That’s not surprising when you consider the situation: Farmers need healthy and robust land to continue to make a living now and into the future. Farmers live where they work, so they drink the water, breathe the air and eat the food raised there. They have a very personal stake in keeping our environment healthy.
Making Use of modern farming practices
Using a global positioning system (GPS) farmers are able to evaluate their acreage right down to the square foot. This allows them to pinpoint areas where fertilizers and other inputs need to be applied. This makes sense both environmentally and economically: by applying only what is necessary, farmers can keep run-off to a minimum, and, becasue crop inputs are expensive, their bottom line gets a boost as well.
Saving The Soil
With conservation tillage, farmers leave crop residue on their fields. Planting requires only a small furrow for the seeds, which grow right around the residue. This simple practice allows the old roots to hold the soil in place. Studies have shown that leaving 30% residue on top of the soil can decrease erosion by 50%.

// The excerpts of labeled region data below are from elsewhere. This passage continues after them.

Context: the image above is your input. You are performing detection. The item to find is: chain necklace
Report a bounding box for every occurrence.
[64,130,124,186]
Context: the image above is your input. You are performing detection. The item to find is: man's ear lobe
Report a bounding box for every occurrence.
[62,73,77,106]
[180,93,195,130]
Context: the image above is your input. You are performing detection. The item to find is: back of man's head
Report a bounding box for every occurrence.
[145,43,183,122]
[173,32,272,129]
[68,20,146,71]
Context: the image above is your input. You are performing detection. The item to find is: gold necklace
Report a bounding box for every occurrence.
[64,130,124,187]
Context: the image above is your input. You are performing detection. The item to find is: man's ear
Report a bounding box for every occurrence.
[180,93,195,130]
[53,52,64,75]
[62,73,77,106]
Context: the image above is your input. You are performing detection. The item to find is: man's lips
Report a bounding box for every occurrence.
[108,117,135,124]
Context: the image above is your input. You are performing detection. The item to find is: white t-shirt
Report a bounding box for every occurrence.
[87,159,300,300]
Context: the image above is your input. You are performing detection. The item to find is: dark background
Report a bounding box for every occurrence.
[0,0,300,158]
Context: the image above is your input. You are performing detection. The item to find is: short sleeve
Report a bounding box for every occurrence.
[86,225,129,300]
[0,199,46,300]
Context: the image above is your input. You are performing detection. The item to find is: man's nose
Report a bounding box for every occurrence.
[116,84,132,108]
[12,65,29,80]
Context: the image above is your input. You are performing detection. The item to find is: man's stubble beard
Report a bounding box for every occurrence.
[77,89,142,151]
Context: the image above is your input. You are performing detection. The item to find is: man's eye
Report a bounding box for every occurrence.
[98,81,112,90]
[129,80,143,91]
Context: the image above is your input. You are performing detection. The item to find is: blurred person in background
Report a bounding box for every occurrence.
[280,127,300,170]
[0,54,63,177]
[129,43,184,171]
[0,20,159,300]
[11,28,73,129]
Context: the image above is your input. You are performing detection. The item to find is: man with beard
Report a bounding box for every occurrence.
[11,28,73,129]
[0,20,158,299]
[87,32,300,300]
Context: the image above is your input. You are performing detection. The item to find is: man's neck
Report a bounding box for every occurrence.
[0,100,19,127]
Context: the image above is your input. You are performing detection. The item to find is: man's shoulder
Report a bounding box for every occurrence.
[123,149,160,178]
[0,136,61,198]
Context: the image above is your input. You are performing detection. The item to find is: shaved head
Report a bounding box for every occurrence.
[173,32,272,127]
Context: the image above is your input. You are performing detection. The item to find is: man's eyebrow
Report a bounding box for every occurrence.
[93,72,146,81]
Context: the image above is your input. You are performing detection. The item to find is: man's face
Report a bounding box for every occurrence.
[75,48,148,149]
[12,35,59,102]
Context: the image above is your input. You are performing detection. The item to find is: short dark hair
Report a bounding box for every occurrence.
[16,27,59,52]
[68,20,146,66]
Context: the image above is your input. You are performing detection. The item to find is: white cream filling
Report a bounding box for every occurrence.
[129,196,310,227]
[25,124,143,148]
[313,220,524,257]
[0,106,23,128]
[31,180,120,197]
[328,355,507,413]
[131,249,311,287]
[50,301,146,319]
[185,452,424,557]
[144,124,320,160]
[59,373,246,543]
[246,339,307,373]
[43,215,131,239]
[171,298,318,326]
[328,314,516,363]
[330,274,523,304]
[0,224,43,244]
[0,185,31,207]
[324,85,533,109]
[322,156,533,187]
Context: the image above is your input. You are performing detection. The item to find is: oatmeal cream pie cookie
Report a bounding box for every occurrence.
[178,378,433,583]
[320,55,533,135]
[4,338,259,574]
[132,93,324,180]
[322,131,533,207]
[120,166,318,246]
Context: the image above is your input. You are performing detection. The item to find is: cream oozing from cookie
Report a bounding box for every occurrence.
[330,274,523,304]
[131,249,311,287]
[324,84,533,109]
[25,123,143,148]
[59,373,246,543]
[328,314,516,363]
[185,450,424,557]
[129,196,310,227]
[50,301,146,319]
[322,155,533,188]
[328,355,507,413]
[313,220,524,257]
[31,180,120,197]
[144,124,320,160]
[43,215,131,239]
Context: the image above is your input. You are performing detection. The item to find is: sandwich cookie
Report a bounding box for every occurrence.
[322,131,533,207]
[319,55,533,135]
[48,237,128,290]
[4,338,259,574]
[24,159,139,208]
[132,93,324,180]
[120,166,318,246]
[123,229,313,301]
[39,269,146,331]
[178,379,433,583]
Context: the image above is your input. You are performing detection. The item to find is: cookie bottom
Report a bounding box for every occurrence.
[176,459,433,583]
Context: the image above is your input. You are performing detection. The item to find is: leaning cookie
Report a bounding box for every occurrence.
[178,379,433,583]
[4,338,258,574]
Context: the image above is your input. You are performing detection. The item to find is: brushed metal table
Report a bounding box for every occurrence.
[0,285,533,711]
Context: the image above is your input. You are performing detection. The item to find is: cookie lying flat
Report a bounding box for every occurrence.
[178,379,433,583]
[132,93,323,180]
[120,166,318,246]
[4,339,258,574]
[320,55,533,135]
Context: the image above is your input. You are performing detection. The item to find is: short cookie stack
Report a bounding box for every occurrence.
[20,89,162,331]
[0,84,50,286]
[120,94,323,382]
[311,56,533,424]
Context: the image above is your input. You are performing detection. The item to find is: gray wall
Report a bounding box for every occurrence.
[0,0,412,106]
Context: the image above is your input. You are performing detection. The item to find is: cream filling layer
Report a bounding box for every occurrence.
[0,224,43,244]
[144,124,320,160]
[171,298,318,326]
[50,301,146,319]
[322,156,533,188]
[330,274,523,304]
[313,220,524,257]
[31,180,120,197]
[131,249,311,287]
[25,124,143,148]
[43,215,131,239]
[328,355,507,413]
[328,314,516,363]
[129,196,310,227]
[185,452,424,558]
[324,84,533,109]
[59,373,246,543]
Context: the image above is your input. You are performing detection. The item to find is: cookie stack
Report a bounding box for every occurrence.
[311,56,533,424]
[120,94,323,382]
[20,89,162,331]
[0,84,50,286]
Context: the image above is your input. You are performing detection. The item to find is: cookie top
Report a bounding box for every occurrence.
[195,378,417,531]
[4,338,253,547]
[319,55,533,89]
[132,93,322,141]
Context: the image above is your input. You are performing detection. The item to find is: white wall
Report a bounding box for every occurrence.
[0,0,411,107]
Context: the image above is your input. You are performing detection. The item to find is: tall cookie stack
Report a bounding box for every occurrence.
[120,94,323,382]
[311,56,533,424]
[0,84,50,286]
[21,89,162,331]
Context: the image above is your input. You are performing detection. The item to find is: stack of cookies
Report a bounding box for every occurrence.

Instead of wheels, some new tractors have treads much like a snowmobile track. This distributes the vehicles weight over a greater area, so the soil doesn’t compact as much. Less compacted soil can absorb more water, thereby reducing runoff.
Terracing works with the topography of the land instead of against it. By planting in terraces, farmers can slow down the movement of water and divert it from more sensitive areas of the field. This reduces soil erosion and runoff.
Crop rotation also keeps soil healthy. For example, farmers alternate between crops of corn and soybeans in some fields. This allows the land to replenish vital nutrients needed to continuing growing crops for years to come.
Farmers often plant ‘windbreaks’ or ‘shelterbelts’ on their land to reduce erosion. These lines of trees provide shelter for many forms of wildlife.
Leaving crop residue provides food and shelter for wildlife as well. In fact, studies show that farmers and ranchers provide food and habitat for 75% of our wildlife.